The LCMS’ seminaries and universities have all switched to online classes, and staff at the LCMS’ International Centre are working from home. The LCMS has also temporarily pulled many of its mission personnel and their families from world areas.
The Lutheran Church—Missouri Synod has made available a wide variety of resources related to the pandemic, including devotional resources for families and individuals, as well as care for pastors and church workers. Record numbers of members are engaging with the LCMS’ social media accounts and websites. Among other resources, the LCMS is providing daily Bible studies on Facebook.
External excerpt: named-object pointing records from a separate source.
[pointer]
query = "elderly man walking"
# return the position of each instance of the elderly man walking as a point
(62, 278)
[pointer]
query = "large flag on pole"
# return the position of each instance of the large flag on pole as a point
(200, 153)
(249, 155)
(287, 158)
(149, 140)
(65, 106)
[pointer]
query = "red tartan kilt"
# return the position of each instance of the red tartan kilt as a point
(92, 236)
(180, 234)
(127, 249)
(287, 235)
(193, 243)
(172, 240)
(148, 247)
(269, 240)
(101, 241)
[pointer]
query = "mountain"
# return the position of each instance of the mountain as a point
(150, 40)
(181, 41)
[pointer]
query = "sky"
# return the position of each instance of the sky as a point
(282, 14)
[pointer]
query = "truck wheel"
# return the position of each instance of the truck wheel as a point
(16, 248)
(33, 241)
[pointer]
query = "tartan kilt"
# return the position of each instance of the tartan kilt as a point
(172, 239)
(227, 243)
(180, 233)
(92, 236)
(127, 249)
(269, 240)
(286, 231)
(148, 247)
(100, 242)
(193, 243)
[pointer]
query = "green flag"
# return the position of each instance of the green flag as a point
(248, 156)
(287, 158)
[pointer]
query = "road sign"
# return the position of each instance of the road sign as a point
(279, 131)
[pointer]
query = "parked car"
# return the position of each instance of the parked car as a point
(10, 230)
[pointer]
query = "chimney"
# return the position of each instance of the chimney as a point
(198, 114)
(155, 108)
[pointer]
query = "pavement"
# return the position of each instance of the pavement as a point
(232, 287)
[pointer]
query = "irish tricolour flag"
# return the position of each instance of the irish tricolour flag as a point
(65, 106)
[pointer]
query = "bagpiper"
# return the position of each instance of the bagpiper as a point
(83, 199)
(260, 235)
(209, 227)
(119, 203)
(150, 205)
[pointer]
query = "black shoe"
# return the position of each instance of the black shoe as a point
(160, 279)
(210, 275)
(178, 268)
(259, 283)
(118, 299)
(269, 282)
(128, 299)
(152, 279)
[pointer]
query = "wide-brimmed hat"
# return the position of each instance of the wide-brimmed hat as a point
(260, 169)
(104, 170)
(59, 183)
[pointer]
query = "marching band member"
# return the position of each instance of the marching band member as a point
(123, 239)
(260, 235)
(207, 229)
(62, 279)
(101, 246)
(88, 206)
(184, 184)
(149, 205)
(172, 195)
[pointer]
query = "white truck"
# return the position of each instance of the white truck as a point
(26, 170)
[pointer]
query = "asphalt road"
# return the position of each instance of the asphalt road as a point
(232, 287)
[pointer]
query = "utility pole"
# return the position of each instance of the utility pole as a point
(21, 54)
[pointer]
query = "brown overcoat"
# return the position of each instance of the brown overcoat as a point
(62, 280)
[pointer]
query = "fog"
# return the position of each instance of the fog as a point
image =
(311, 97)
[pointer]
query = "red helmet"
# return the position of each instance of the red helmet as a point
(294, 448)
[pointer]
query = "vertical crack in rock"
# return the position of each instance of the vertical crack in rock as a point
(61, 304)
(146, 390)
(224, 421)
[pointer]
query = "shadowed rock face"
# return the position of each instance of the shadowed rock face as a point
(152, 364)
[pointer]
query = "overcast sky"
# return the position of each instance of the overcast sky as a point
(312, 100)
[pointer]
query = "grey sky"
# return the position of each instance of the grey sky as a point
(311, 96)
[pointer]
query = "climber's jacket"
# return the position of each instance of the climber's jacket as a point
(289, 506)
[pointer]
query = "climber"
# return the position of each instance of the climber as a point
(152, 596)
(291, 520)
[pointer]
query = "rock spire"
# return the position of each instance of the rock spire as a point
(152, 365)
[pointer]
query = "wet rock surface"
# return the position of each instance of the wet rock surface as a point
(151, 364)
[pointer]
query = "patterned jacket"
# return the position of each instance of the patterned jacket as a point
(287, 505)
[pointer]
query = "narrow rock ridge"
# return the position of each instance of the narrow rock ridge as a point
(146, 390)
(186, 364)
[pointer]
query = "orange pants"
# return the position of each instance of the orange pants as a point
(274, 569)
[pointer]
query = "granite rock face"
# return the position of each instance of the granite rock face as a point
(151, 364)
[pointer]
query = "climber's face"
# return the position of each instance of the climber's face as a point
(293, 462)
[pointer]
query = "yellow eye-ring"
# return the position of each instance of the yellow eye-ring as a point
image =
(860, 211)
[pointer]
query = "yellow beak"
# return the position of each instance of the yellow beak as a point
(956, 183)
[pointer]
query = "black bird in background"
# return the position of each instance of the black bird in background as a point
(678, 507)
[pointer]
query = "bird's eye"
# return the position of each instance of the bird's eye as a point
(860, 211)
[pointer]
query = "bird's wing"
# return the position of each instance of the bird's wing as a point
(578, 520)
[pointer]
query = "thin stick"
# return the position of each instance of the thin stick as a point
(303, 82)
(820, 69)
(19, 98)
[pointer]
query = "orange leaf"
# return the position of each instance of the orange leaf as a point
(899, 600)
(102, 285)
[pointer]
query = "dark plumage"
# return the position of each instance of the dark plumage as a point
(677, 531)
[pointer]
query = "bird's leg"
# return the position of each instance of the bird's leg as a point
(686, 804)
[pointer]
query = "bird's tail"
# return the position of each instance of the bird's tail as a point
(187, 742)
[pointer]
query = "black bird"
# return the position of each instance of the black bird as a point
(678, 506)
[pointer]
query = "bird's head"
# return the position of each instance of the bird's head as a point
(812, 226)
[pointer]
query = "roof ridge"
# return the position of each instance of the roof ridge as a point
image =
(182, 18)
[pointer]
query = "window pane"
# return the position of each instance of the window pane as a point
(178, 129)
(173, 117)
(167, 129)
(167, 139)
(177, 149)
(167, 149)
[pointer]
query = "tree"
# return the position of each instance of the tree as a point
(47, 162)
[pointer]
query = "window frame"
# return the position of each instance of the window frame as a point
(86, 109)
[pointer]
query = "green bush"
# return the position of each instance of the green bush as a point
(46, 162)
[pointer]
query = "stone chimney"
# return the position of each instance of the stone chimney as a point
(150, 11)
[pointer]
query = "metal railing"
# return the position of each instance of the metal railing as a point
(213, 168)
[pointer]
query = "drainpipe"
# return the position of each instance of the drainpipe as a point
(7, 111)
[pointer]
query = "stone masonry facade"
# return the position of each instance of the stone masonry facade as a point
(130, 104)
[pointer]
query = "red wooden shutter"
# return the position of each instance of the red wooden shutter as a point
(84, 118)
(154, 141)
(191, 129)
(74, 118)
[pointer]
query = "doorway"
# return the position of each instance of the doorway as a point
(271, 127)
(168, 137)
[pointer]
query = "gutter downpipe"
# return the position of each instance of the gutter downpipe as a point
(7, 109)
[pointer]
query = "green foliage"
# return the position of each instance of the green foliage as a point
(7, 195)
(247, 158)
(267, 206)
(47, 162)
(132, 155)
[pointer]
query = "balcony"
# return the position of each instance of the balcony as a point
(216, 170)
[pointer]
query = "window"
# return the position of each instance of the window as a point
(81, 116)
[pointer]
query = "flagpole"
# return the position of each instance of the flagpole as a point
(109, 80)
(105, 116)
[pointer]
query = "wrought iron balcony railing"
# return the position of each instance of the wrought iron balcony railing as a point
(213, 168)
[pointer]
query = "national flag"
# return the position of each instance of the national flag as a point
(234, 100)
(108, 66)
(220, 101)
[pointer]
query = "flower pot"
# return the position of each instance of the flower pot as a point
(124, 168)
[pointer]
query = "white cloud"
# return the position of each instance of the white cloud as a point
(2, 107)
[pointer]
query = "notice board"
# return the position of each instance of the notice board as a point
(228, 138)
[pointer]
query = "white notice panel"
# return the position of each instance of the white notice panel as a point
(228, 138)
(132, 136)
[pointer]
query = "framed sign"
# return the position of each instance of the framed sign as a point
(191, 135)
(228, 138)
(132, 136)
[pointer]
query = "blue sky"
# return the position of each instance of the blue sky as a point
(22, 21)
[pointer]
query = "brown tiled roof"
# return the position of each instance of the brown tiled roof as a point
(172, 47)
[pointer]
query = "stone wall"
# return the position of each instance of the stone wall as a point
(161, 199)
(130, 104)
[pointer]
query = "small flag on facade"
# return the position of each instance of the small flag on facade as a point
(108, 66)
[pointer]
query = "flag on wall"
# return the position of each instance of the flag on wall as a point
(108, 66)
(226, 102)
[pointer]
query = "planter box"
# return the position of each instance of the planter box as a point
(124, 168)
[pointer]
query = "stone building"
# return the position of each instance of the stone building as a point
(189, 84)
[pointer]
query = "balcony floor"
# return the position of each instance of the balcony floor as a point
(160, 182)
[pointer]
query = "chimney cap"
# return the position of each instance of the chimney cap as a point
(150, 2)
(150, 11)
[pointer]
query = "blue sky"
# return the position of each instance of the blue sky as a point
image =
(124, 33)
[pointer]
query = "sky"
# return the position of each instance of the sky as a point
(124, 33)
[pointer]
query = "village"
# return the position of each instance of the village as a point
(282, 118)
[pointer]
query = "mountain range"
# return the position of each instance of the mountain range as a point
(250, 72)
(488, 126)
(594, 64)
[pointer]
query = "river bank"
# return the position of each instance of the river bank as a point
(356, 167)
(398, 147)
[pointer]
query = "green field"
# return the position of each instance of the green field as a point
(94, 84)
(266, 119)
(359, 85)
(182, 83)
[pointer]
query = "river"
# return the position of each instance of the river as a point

Almost all resources of the LCMS Office of National Mission have been focused towards the COVID-19 crisis. Mercy agencies are doing important work under very challenging situations, caring for thousands upon thousands. And the church is also partnering with the Lutheran Church Extension Fund to provide funding for Soldiers of the Cross, a longstanding program which assists church workers. Requests for that funding have been increasing.
“We also think of and pray for in these days our millions of Lutheran partners and friends around the globe,” notes President Harrison. “Christ is risen!”